政府、「国民役務(SNU)」の導入を決定

兵役を模した「国民役務(SNU)」制度の導入構想について、政府は27日に開いた閣議で基本方針を決定した。1ヵ月の期間を対象にした新制度が、18才になった者を対象に導入される。
この制度は、マクロン大統領が選挙公約に掲げたもので、当初は3-6ヵ月の奉仕を義務付けるという構想だった。27日の決定では、それと比べてかなり控えめの規模に落ち着いた。決定によると、「国民役務(SNU)」は各15日の2つのモジュールにより構成される。
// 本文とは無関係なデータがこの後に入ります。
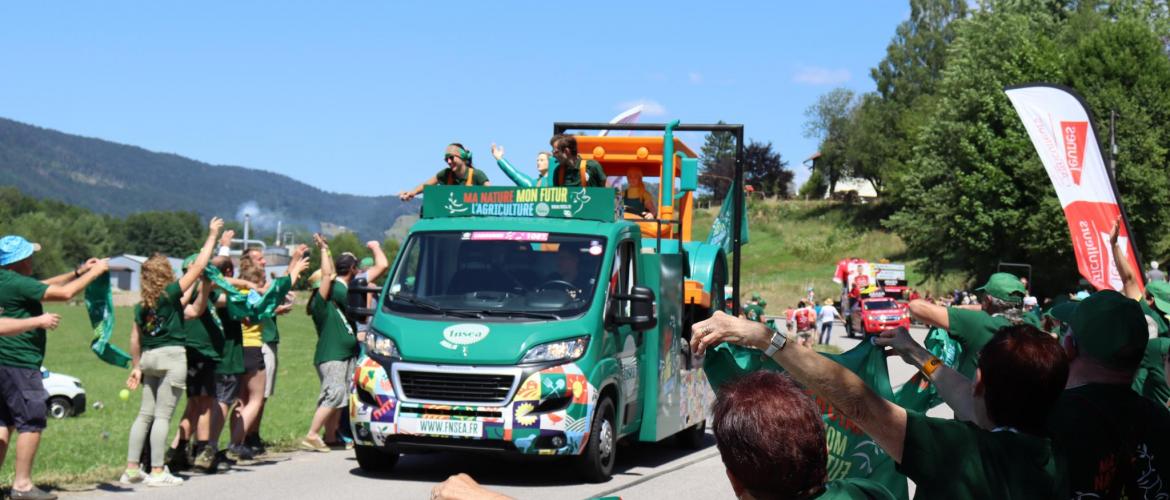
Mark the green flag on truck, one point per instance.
(722, 227)
(852, 453)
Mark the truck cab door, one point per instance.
(628, 341)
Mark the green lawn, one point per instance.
(91, 447)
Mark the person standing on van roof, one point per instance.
(521, 178)
(571, 170)
(459, 172)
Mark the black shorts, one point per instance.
(253, 360)
(200, 376)
(227, 388)
(22, 399)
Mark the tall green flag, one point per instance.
(723, 226)
(100, 306)
(852, 453)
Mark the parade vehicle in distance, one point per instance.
(879, 314)
(542, 321)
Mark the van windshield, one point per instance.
(486, 273)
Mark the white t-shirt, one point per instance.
(827, 314)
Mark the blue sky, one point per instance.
(362, 97)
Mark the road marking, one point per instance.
(647, 478)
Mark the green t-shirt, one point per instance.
(972, 329)
(268, 331)
(335, 334)
(754, 312)
(1150, 379)
(20, 298)
(448, 177)
(163, 324)
(572, 175)
(1115, 443)
(855, 488)
(232, 363)
(952, 459)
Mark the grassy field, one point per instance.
(91, 447)
(796, 245)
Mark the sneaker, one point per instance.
(177, 459)
(205, 461)
(314, 443)
(132, 477)
(163, 479)
(33, 493)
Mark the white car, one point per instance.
(67, 397)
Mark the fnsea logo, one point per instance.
(1074, 135)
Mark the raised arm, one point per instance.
(954, 388)
(9, 326)
(885, 422)
(328, 274)
(380, 264)
(62, 293)
(1131, 286)
(205, 254)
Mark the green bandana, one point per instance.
(100, 306)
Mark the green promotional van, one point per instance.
(543, 321)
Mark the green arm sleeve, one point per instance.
(517, 177)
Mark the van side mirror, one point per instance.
(641, 309)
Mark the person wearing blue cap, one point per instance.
(22, 396)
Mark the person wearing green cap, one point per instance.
(1116, 443)
(1002, 303)
(752, 310)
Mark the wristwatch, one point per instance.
(777, 343)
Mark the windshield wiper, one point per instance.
(431, 306)
(514, 314)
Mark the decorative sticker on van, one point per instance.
(463, 335)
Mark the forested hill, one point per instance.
(121, 179)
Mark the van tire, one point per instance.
(374, 460)
(60, 406)
(693, 437)
(596, 461)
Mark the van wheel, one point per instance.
(694, 437)
(596, 461)
(374, 460)
(60, 406)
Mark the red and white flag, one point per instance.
(1059, 124)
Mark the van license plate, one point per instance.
(431, 426)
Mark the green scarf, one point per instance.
(252, 305)
(100, 306)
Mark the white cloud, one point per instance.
(649, 107)
(814, 75)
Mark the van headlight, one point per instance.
(559, 350)
(380, 346)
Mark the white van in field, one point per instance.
(67, 397)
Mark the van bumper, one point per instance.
(548, 413)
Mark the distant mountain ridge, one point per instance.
(122, 179)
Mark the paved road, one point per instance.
(644, 471)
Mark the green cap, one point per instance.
(1161, 293)
(1005, 287)
(1110, 328)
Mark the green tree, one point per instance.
(765, 170)
(717, 163)
(827, 120)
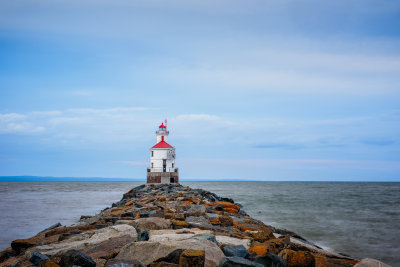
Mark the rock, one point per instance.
(21, 244)
(225, 221)
(226, 206)
(273, 246)
(238, 251)
(51, 227)
(192, 258)
(144, 236)
(153, 223)
(172, 257)
(179, 224)
(232, 241)
(198, 222)
(76, 257)
(270, 260)
(238, 262)
(262, 236)
(147, 252)
(123, 263)
(88, 239)
(163, 264)
(371, 263)
(196, 210)
(47, 263)
(7, 253)
(37, 257)
(209, 237)
(108, 248)
(297, 258)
最初のモジュールは高校等の授業の枠内で行われ、軍隊や消防などの説明や公民教育、そして救命技術の講習などが行われる。もう一方のモジュールは、合宿制により、市民団体の公益事業などを含めた様々な奉仕活動等を体験する形で行われる。これに加えて、参加を任意として3-6ヵ月程度の役務も実施。こちらは、オランド前政権が導入した「公民役務」に近いものとなり、参加者には一定の報酬が支払われる。
新制度は2019年から開始されるが、段階的な導入となり、当該年に18才になった者(例年80万人程度)がすべて参加するようになるのは2025年以降と見られる。